La cualidad de infinito comunicada al dolor proviene de una disposición de ánimo llamada desesperación, que es un complot gravísimo contra la segunda de las virtudes teologales, la esperanza del cristiano; y esa desesperación es la raíz del suicidio.
Hilaire Belloc dio en el blanco cuando apuntó como causa profunda del «ocaso y caída del Imperio Romano» esa nota psicológica de la desesperación, que empezando por dominar los espíritus más videntes o más sensitivos acaba por teñir a través de la literatura y las costumbres a toda una masa humana, haciéndola no sólo impotente al esfuerzo vital, mas aun poseída de una sorda sed de destrucción.
De la religión romana se había retirado enteramente la fe y la esperanza cuando Virgilio la hubo transformado en una cantera de grandes símbolos nacionales (modernismo teológico). Inmediatamente aparecen los poetas de la desesperanza, a saber: el mismo Ovidio (Tristium), Catulo y Lucrecio que sumen a los romanos en una total incapacidad para la victoria por ausencia de una esperanza que de sentido a su lucha diaria.
El hombre, misterioso animal, no puede caminar sin afirmarse, es decir, sin apoyarse en algo.

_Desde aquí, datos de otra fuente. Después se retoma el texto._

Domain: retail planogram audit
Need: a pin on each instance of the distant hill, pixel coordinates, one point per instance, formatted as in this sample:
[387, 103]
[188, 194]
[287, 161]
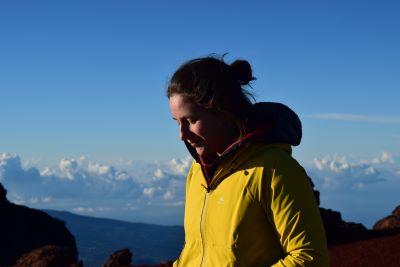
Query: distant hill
[97, 238]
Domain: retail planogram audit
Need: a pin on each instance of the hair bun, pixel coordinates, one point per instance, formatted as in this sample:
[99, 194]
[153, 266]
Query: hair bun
[243, 72]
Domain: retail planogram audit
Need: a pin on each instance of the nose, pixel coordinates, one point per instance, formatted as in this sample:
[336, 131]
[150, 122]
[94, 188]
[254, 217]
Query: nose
[183, 131]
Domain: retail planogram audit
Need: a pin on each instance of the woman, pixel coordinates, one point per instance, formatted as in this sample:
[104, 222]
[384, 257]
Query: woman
[248, 202]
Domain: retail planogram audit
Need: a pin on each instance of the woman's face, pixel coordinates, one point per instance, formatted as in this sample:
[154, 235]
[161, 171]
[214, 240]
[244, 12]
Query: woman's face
[203, 129]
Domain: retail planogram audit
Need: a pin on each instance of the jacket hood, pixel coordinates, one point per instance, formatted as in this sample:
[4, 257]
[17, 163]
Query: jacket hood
[272, 123]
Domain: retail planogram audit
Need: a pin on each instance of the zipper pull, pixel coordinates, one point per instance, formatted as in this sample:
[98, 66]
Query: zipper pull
[206, 188]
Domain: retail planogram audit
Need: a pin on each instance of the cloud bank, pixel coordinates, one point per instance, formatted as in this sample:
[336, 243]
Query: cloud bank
[364, 190]
[98, 189]
[356, 117]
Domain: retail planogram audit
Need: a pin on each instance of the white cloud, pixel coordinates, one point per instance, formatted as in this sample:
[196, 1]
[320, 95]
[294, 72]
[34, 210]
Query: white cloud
[356, 117]
[335, 172]
[97, 188]
[68, 167]
[180, 166]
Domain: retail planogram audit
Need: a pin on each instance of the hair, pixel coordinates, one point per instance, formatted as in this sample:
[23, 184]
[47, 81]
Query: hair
[213, 84]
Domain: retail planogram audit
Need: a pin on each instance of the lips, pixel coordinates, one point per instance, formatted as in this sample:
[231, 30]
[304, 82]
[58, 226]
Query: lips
[194, 144]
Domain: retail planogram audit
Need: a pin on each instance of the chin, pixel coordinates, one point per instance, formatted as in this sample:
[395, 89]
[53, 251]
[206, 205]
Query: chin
[201, 151]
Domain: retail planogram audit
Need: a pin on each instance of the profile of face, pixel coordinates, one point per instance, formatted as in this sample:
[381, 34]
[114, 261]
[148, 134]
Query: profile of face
[206, 131]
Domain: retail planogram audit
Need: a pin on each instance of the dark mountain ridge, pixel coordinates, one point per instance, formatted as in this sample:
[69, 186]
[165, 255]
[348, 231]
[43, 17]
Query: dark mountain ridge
[97, 238]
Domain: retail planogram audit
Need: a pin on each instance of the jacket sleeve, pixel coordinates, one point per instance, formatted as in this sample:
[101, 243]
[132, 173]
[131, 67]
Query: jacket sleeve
[296, 217]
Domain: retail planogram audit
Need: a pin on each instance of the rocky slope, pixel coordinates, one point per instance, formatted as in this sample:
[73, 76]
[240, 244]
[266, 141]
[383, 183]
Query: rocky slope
[23, 229]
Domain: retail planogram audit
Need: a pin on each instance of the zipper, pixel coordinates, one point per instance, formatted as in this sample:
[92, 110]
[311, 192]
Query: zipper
[202, 227]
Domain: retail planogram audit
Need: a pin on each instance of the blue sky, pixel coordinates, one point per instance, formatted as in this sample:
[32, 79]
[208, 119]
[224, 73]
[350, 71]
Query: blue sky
[82, 95]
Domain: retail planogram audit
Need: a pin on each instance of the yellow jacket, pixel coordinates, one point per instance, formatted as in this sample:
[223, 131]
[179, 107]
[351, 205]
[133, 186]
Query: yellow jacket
[258, 210]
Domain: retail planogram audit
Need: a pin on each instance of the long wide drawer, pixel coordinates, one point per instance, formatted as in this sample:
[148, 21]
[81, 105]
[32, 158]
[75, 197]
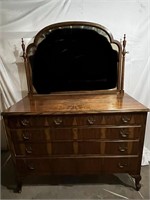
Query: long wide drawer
[67, 134]
[77, 148]
[24, 121]
[80, 165]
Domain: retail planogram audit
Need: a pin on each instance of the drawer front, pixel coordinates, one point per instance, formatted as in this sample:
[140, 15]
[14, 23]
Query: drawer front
[121, 165]
[44, 149]
[62, 166]
[120, 133]
[77, 166]
[77, 148]
[70, 134]
[107, 148]
[75, 120]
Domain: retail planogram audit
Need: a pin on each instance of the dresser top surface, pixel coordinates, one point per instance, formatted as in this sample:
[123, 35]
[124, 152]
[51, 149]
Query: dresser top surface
[75, 104]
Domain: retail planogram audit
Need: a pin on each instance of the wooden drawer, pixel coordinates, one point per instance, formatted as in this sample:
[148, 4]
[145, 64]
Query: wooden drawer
[75, 120]
[120, 165]
[108, 148]
[41, 135]
[93, 147]
[44, 149]
[67, 134]
[77, 166]
[97, 119]
[25, 121]
[59, 166]
[120, 133]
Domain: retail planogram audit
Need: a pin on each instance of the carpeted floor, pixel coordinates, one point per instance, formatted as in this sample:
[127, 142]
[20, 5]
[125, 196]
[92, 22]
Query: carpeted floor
[118, 186]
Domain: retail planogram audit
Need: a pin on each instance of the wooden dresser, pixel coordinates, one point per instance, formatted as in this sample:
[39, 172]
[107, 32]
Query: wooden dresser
[76, 133]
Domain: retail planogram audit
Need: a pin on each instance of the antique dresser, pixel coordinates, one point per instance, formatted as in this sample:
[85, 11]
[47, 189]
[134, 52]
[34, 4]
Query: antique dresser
[76, 119]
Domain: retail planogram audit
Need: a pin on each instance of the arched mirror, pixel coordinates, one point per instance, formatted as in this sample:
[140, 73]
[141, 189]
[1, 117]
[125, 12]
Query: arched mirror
[74, 56]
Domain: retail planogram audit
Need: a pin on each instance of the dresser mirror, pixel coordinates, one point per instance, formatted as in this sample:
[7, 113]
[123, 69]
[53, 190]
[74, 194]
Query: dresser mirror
[74, 56]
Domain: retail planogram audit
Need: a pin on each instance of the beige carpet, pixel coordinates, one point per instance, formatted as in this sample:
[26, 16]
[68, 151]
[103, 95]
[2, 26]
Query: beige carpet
[118, 186]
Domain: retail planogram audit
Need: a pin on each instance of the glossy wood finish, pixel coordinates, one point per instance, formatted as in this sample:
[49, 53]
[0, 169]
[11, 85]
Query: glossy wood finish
[76, 134]
[75, 103]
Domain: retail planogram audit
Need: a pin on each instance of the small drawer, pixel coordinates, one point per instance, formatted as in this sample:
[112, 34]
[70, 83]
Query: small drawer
[30, 135]
[120, 165]
[34, 166]
[31, 149]
[120, 148]
[26, 121]
[54, 166]
[109, 133]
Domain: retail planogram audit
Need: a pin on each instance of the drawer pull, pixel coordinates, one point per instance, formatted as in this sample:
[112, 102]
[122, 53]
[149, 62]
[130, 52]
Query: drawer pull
[91, 120]
[124, 133]
[31, 166]
[58, 121]
[122, 149]
[25, 122]
[126, 119]
[29, 149]
[25, 136]
[122, 165]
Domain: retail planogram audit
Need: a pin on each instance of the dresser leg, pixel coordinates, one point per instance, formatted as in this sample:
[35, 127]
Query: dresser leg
[18, 188]
[137, 181]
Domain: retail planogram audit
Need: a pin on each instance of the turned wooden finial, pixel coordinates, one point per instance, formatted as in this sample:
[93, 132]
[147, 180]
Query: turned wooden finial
[124, 45]
[23, 49]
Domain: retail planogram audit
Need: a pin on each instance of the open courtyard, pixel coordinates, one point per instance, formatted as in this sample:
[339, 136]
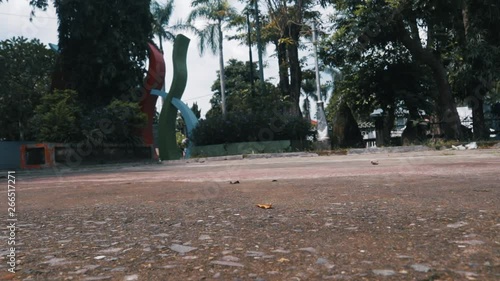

Desesperación es el sentimiento profundo de que todo esto no vale demasiado y que no merece la pena esforzase mucho en la vida diaria. Este sentimiento es fatalmente consecuente con la convicción de que no hay otra vida.
Esa desesperación pagana hace irrupción actualmente en el mundo neopagano occidental a través de la consigna del «sálvese quien pueda» y «disfruta lo más posible de lo que tienes entre manos» pues no hay nada más.
Este planteamiento está vaciando de alegría de vivir a muchos que se han alejado del único remedio: fomentar la esperanza en sus corazones.
La sonrisa de un niño es la esperanza, la esperanza no defrauda. El mal no triunfará por siempre, existe un final para el dolor. Esperar significa e implica un corazón humilde, pobre. Solo un pobre sabe esperar. Quien está lleno de sí y de sus bienes, no sabe poner la confianza en ningún otro sino en sí mismo.
Mientras haya vida, hay esperanza, dice un dicho popular; pero también es verdad lo contrario: mientras hay esperanza, hay vida y ganas de vivirla.